The health insurance industry is rife with companies lying about their less than desirable plans at a very affordable price. These plans have always existed and have been purchased by millions of Americans.
ProPublica Reporter Jenny Deam focuses on health insurance and recently wrote a story about a young man who became swamped with bills following a routine procedure. She joined the AWF Union Podcast to discuss “junk” health insurance plans, what has been done to curb their purchase and more.
“Junk” health insurance plans
Deam explained “junk” health insurance plans have been around for decades and are a short term health insurance plan, which is cheap and does not cover many items covered by regular health insurance plans.
The Affordable Care Act (ACA), better known as Obamacare, required plans to cover a number of elements such as maternity care, prescription drugs and more. The purpose of requiring these provisions was to cover pre-existing conditions. These plans remained available, despite being noncompliant with the ACA.

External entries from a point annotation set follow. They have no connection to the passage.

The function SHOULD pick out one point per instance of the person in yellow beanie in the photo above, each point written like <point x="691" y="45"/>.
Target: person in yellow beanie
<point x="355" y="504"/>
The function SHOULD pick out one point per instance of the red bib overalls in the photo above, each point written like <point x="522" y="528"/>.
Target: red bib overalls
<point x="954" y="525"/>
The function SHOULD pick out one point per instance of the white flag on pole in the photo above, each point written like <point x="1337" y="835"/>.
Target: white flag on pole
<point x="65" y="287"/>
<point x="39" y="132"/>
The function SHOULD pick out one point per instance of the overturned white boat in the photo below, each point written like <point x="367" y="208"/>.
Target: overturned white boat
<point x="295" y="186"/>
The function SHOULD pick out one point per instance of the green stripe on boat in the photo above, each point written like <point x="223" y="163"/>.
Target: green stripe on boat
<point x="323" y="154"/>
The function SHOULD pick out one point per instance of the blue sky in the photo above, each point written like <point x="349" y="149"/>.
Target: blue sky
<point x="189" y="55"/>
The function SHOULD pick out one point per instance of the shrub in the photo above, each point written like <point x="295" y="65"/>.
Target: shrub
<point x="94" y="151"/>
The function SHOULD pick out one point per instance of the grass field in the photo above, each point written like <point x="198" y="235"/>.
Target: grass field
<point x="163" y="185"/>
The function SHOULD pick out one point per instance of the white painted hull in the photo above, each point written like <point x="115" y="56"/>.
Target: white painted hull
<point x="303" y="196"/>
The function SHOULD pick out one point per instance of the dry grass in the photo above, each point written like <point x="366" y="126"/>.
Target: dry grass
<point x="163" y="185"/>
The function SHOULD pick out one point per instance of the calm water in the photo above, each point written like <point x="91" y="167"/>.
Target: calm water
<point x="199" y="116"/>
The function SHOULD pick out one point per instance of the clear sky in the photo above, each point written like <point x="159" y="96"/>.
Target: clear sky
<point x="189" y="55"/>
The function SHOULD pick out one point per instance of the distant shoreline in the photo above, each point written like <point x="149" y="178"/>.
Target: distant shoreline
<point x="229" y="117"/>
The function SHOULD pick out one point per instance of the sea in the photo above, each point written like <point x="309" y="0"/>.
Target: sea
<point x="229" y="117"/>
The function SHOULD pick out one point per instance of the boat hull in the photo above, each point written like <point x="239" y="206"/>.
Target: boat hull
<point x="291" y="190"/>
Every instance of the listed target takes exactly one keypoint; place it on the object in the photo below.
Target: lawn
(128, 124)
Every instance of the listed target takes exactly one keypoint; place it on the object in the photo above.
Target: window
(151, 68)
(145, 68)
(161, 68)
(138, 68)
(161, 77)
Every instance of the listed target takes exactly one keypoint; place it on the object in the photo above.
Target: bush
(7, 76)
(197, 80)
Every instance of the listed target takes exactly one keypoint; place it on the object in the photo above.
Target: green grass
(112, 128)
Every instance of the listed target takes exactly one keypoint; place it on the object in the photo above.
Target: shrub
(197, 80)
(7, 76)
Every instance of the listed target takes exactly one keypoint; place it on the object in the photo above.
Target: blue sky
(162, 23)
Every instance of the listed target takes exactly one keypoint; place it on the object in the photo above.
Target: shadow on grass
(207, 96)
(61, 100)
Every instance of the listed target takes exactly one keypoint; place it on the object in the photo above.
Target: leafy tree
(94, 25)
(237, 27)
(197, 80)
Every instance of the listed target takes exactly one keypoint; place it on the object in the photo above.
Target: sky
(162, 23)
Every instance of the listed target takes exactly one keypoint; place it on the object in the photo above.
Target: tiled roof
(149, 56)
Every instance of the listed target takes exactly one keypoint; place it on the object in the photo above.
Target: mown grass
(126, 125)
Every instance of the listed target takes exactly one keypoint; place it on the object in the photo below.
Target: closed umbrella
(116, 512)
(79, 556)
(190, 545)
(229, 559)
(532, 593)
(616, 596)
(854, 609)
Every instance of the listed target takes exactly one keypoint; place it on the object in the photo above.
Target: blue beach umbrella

Holders of these plans faced a penalty for not having robust coverage. Republicans tried to eliminate Obamacare legislatively, ultimately being defeated by the late Sen. John McCain’s famous thumbs down. They would later repeal the individual mandate by attaching the repeal to the Tax Cuts and Jobs Act.
Victims of “junk” health insurance
Deam told the story of a man who was a victim of a “junk” health insurance plan. After a two year stint in the Peace Corps, the man needed insurance for a year before attending graduate school.
After purchasing one of these plans the man became ill and needed a routine procedure, one that he thought was covered by his plan. After being billed $41,000 for the procedure, his plan only covered up to $2,500.
ProPublica contacted the insurance provider, who then paid the bill. The hospital where he got the procedure waived the remaining $800 balance. However, there are many of these stories that receive little attention.